Utopia: The history of chemical enhancement explores the shared methodologies and beliefs among European psychopharmacists who aimed to enhance the behavioural choices, intelligence, physical performance, and moral character of trial participants. We examine the cooperation of national organizations, both at state level and within the public sphere, within the field of TB prevention. We also analyse the dissemination of healthcare propaganda to promote socialist and state-managed healthcare and a further study examines the “invisibility” of people with special needs via an exploration of visual archives in Bulgaria. This work package also considers the potential consequences of ‘utopian dreams’. Using the example of uranium mining on both sides of the Ore Mountains under Soviet occupation, we examine how such a project (more than 10,000 cancer deaths) could be carried out, and how civil society involvement was articulated in the GDR. The rise of suggestology and unorthodox research fields (e.g. psychotronics) opens another perspective on educational efforts and scientific visions in Europe and beyond.

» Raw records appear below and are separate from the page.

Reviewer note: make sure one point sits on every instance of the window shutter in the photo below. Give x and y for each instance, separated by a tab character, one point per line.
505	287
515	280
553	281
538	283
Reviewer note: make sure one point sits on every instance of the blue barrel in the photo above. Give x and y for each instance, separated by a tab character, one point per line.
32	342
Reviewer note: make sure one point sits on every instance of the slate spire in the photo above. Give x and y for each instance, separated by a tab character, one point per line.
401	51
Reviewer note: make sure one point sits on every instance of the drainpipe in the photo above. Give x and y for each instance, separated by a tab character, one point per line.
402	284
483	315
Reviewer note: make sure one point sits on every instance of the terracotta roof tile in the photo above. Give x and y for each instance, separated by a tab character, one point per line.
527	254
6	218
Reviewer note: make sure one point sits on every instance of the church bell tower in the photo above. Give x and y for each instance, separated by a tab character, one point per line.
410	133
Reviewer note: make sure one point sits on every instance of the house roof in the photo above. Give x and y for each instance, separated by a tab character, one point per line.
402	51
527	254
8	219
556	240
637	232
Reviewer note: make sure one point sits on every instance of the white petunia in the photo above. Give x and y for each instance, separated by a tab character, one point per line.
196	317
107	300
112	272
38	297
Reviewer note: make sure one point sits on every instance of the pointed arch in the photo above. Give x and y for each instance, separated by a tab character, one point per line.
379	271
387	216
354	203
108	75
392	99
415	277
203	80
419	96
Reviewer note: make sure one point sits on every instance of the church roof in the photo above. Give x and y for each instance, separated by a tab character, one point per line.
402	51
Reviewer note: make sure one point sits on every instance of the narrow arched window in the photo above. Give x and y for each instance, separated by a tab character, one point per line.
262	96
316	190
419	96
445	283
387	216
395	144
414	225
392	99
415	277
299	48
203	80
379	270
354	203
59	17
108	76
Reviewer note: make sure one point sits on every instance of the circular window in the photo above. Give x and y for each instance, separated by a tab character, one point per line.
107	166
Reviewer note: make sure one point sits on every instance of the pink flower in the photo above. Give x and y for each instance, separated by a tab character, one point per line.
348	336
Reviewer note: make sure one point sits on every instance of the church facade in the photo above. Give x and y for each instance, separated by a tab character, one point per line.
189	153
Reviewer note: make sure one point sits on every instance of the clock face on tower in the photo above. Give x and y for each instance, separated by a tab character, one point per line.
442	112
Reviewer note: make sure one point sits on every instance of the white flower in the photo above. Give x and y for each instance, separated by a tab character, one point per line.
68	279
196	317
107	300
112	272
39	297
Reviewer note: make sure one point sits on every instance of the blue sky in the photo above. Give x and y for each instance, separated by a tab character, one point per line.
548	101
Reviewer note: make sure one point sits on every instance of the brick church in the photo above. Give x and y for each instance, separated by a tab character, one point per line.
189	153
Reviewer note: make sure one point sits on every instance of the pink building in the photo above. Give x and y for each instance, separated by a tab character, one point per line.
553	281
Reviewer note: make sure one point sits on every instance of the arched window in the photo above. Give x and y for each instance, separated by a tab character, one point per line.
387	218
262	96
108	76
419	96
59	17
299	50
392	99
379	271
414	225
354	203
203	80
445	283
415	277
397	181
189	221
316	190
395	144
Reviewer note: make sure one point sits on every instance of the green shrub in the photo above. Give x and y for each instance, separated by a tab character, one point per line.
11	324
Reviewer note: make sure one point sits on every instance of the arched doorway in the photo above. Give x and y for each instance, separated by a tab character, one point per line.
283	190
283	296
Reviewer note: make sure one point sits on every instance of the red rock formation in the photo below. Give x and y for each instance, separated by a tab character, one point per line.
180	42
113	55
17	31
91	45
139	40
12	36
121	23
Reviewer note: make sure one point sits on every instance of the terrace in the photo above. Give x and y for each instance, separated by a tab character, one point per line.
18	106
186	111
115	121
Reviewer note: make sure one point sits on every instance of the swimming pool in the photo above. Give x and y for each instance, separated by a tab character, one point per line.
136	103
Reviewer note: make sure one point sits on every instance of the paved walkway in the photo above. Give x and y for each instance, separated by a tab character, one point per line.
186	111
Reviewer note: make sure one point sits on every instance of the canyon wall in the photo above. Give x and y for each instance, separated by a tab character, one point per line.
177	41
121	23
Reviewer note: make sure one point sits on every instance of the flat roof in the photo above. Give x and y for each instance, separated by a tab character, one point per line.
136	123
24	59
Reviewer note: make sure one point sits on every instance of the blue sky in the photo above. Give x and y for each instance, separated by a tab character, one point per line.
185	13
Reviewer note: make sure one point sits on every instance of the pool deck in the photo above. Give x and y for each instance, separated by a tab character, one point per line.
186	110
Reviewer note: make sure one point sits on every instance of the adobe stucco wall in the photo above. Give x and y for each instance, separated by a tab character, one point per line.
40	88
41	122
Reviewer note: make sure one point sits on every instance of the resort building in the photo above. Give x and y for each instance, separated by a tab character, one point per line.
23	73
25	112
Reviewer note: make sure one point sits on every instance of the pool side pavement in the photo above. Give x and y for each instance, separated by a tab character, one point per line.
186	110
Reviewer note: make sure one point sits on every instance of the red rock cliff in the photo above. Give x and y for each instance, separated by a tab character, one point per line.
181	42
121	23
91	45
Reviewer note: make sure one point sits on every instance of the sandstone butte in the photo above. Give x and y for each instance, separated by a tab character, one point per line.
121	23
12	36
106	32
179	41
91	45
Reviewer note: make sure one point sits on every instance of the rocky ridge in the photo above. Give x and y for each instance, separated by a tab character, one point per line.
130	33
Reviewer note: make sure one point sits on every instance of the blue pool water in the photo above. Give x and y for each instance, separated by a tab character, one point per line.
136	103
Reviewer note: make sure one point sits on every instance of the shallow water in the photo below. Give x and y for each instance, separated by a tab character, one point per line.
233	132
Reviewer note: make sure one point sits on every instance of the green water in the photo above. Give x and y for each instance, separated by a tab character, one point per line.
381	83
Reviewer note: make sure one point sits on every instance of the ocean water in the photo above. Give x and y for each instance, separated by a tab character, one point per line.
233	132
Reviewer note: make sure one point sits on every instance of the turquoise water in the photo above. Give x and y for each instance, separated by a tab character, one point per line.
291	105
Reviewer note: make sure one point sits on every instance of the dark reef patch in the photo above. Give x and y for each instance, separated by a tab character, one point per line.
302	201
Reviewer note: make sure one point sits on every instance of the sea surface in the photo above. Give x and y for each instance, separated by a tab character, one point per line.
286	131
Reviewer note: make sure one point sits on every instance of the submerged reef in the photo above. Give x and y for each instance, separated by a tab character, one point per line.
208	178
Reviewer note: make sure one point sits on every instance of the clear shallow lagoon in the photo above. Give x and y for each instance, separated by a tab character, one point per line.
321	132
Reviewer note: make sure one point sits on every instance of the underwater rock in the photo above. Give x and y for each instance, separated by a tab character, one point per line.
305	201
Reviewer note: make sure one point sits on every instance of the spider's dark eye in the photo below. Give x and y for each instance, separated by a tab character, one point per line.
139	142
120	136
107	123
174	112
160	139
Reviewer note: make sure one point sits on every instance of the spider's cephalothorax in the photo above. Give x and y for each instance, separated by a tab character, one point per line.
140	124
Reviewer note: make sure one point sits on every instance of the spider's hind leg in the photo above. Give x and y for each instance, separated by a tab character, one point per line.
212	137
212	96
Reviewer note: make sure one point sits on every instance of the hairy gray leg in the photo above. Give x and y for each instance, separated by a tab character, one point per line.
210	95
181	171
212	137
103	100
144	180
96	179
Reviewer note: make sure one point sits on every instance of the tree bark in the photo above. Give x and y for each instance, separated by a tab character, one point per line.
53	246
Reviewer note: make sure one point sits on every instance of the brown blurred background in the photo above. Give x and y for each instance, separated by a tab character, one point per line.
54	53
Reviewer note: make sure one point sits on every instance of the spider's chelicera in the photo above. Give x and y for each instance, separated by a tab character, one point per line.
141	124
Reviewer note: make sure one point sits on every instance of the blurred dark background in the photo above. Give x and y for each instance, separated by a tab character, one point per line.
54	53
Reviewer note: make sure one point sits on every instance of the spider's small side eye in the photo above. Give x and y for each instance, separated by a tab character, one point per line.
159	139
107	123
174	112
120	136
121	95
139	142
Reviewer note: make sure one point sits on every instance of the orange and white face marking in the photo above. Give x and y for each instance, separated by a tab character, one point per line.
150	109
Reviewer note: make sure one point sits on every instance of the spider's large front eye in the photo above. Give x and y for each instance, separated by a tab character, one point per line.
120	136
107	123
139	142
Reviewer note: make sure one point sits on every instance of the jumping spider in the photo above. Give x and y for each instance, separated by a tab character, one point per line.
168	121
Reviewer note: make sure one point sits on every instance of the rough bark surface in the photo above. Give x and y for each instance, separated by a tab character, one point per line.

Research undertaken by Leviathan teams continues to challenge Western-centric narratives by exploring international medical law and the right to health, especially within socialist states. Themes include pharmaceutical regulation, the political roles of medical experts, and utopian visions of health technologies like organ replacement. Studies are examining health propaganda, scientific knowledge transfer, and portrayals of psychiatric facilities and disabilities in media. Further research explores bioscientific cooperation, including efforts to prevent WMD proliferation, advancements in brain research, and the intersections of psychological disciplines across Europe.